O Washington Free Beacon relata que o financiamento fez parte do “American Rescue Plan” de Biden, no valor de 1,9 biliões de dólares, e foi concedido a investigadores da Universidade de Washington em Março para desenvolver tecnologias que pudessem ser utilizadas para proteger os utilizadores da web de linguagem “discriminatória”.
The Biden administration is set to spend over $500K on an AI that will detect and suppress “microagressions” on social media—and they have a frighteningly broad definition of what that means. New in @FreeBeacon from @PhilipECaldwell:https://t.co/Eeto3OPzg0
— Tim Rice (@timerice1) December 21, 2022
O presidente da Judicial Watch, Tom Fitton, comparou a iniciativa com os esforços do Partido Comunista Chinês para “censurar o discurso não aprovado pelo Estado”, chamando-lhe um “projecto para facilitar aos seus aliados de esquerda a censura do discurso”.
Biden Admin to Drop Half a Million on Artificial Intelligence That Detects Microaggressions on Social Media… https://t.co/vr3cF7DFur
— Tom Fitton (@TomFitton) December 21, 2022
O relatório observa que os investigadores estão a desenvolver modelos de aprendizagem por máquinas que podem analisar os media e ‘corrigir’ qualquer linguagem que possa causar ofensa aos ‘grupos marginalizados’.
Quem são esses grupos?
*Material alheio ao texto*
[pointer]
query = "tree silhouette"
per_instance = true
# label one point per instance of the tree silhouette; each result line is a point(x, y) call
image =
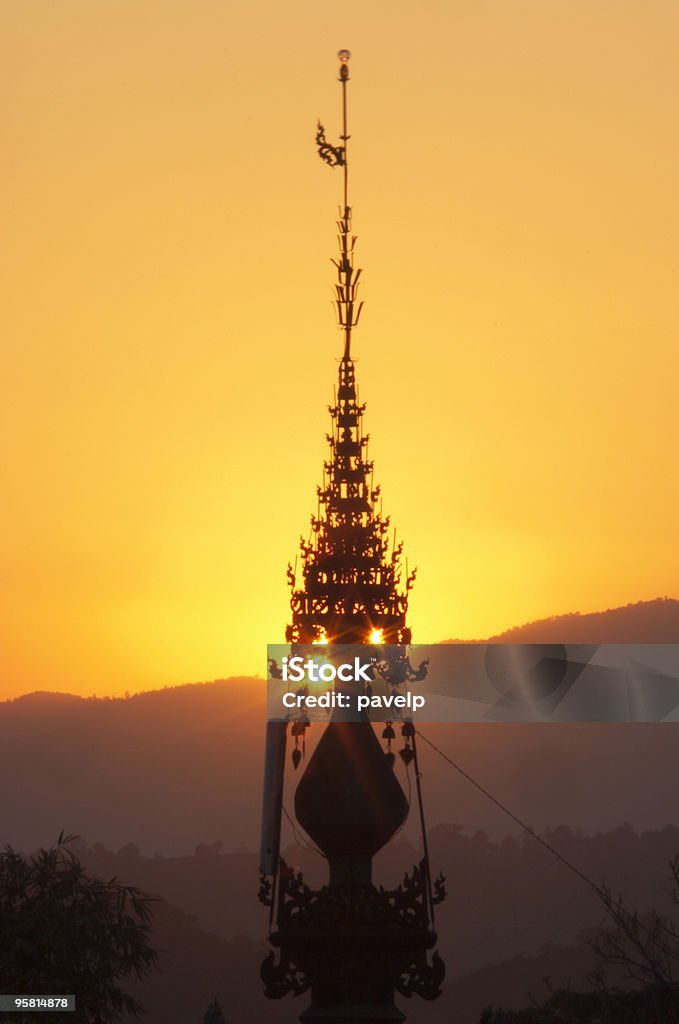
point(62, 932)
point(213, 1014)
Basicamente, qualquer pessoa cujos sentimentos sejam afectados por opiniões com as quais não concorda.
A principal investigadora, a professora Yulia Tsvetko, foi recentemente co-autora de um estudo intitulado “Finding Microaggressions in the Wild”, que colocou as chamadas microaggressões em subcategorias, incluindo o “mito” de que “as diferenças de tratamento são devidas ao mérito de cada um”.
Alguns dos exemplos de microaggressões que ela cita são afirmações como “A tua mãe é branca, por isso não é como se fosses realmente negra”, e perguntas como “Mas de onde és, originalmente?”
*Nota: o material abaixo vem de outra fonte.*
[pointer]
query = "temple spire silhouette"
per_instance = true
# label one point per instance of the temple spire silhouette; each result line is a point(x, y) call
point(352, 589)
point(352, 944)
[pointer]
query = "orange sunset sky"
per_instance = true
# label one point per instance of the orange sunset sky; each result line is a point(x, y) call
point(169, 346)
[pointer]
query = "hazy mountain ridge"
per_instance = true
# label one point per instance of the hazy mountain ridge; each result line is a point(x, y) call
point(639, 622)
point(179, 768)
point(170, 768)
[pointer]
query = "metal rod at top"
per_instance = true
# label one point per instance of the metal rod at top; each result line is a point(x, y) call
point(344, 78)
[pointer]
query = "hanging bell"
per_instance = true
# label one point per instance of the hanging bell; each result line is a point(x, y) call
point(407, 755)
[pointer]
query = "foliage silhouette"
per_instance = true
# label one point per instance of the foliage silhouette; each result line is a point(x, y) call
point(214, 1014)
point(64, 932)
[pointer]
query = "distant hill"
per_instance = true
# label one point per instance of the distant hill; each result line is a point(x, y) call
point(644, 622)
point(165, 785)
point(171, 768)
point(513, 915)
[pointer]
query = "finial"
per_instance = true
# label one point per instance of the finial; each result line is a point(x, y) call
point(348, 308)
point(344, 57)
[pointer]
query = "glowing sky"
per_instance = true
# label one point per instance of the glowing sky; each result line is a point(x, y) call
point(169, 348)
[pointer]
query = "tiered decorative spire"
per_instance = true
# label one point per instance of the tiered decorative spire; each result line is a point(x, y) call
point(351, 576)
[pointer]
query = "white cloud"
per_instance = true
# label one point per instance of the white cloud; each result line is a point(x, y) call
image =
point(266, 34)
Este último exemplo é especificamente relevante, dado um incidente recente que foi manchete nos jornais:
This story is seemingly less important to the BBC. Way down the front page. pic.twitter.com/ZxI7vKPexQ
— Paul Joseph Watson (@PrisonPlanet) December 1, 2022
Tsvetkov também esteve recentemente por trás de um artigo que amplificou a “proeminência da positividade em #BlackLivesMatter tweets” ao longo de 2020.
Tsvetkov argumentou que as narrativas que enquadravam os manifestantes da Black Lives Matter como furiosos e negativos eram enganadoras porque alguns tweets mencionavam “esperança, orgulho, e optimismo”.
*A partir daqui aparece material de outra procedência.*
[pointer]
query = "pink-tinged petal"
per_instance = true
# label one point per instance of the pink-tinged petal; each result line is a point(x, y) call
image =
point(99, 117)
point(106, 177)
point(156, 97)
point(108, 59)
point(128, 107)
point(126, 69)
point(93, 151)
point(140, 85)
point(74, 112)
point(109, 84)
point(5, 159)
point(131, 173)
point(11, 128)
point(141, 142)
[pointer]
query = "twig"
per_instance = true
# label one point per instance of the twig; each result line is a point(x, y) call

Tudo isto surge, ironicamente, no contexto das revelações dos “Twitter Files”, que denunciam o FBI e a administração Biden como entidades embebidas na orgânica e no processo de decisão da empresa do passarinho azul, enquanto agentes de censura e policiamento da informação.
FBI threatens critics with dog whistle of “misinformation”: essentially invites Big Tech and allied media to censor, investigate, and suppress critics of FBI abuse. https://t.co/6fl6mmUCzS
— Tom Fitton (@TomFitton) December 21, 2022
Entretanto, a Universidade de Standford criou uma lista de termos danosos como forma de proteger os estudantes de serem ofendidos pelas palavras. Um desses termos é a palavra “American”.
A Google desenvolveu também uma ferramenta de ‘correcção’ do Newspeak, que corrige tudo o que se escreve se for considerado potencialmente ‘prejudicial’.
A propósito do sistema de conversação online “ChatGPT”, O ContraCultura já noticiou que os sistemas de Inteligência Artificial que estão a ser desenvolvidos nos Estados Unidos apresentam uma significativa componente de desinformação e condicionamento ideológico.